E agora, poesia?

“Por muito tempo achei que a ausência é falta.
E lastimava, ignorante, a falta.
Hoje não a lastimo.
Não há falta na ausência”

As palavras de Drummond servem bem para analisarmos a ausência para nós do poeta Carlos Drummond de Andrade. De início, o afastamento de nosso convívio do Poeta Maior parece-nos - e como sentimos - uma falta. A falta do Homem, a falta do Poeta, a falta da Poesia.
Morre o homem; não o Homem. O Poeta deixou de nos brindar com novos poemas, mas a Poesia - a de Drummond - resistirá a séculos. A poesia da vida, enriquecida pelo Poeta, se perpetuará com outros poetas (menores, talvez), sempre na sua inspiração.
De início, vem-nos aquela sensação de vazio, de perda, e, perplexos, dizemos como ele já o disse: “E agora, José?” Ou poderíamos dizer: “E agora, Drummond? Que será da poesia sem ti? Como poderemos ver poesia numa pedra no caminho, se tu já não transmitirás esse sentimento a nós, poetas menores? Como podemos enfrentar os desatinos do mundo e traduzi-los em verso e prosa, como tu divinamente fazias?”
O mundo sente - e sentirá por muito tempo - a sua falta. E não esquecerá. Na história da Humanidade o nome de Carlos Drummond de Andrade se juntará a outros ilustres, a William Shakespeare, Leonardo Da Vinci, Luís de Camões.
O homem mortal - que ele sabia ser -, mesmo deixando a sensação de falta com sua ausência, está agora descansando das agruras da vida que nós outros ainda sentiremos e carregaremos.
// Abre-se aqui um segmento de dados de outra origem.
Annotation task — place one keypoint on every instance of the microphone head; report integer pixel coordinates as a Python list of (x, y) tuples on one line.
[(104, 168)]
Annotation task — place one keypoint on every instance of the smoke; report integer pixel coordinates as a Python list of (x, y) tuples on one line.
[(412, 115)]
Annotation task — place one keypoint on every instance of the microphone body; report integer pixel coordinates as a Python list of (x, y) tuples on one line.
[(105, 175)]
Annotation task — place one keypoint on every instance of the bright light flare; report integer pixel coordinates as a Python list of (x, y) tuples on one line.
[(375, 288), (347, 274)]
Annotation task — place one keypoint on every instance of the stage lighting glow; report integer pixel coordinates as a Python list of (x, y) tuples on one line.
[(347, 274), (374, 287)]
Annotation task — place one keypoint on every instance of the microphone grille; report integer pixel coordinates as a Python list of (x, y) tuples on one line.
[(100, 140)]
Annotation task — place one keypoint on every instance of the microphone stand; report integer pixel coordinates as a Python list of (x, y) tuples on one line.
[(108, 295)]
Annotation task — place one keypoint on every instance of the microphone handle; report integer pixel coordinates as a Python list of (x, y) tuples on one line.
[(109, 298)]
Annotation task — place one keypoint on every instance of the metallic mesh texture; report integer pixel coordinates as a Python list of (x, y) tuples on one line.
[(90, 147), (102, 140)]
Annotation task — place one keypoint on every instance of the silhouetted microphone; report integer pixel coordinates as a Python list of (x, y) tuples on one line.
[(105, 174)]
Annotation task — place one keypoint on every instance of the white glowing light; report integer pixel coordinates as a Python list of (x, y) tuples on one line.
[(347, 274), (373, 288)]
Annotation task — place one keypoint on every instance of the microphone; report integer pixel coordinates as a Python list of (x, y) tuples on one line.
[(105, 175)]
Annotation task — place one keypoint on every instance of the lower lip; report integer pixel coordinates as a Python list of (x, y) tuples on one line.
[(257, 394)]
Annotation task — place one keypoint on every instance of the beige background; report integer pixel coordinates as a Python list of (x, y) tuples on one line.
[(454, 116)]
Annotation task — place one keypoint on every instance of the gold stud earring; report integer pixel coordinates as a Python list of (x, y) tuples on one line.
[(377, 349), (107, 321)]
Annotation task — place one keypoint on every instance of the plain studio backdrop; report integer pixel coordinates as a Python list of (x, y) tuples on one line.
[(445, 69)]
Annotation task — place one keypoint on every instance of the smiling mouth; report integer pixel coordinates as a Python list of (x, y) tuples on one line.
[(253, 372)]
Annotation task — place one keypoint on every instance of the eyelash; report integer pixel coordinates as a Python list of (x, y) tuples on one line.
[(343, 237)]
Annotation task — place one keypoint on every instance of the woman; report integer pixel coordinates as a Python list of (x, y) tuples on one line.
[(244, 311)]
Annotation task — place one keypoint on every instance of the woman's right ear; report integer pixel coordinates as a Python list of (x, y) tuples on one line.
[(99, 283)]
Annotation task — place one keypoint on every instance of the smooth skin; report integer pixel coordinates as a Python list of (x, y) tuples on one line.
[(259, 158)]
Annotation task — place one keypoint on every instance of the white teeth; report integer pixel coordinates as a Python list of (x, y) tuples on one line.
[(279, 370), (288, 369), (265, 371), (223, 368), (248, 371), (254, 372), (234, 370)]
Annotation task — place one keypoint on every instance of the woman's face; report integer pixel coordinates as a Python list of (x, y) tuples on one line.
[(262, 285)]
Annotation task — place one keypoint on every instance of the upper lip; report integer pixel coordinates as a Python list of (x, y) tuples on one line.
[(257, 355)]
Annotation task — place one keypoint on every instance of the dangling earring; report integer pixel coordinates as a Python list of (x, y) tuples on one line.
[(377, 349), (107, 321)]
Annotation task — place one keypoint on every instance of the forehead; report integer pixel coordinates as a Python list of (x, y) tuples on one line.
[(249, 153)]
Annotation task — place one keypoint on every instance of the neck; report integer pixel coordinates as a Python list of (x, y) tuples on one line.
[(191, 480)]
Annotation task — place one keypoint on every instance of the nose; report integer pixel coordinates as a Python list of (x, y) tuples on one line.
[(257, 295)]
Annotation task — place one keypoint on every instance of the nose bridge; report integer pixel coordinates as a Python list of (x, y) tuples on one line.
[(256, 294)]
“Não se levanta nem precisa levantar-se.
Está bem assim.
O mundo que enlouqueça,
O mundo que estertore em seu redor.
Continua deitado
sob a racha da pedra da memória.”

Ele já o sabia. E nos deixou em vida o sentimento de descanso que agora o acompanha. Nós, mortais ainda vivos, herdamos-lhe a obrigatoriedade de poetizar o mundo, de mostrar a beleza do corriqueiro, de manter funcionando sua “máquina do mundo”, como nosso poeta César Leal bem denominou sua poesia.
A pedra continua no caminho. E não poderemos ignorá-la, pois agora faz parte de nosso mundo, do mundo poético. O Poeta nos fez ver - poeticamente - que, mesmo gravando seu nome na História da Poesia, da Literatura, do mundo, o nosso Carlos Drummond de Andrade sabia da existência dessa pedra no caminho.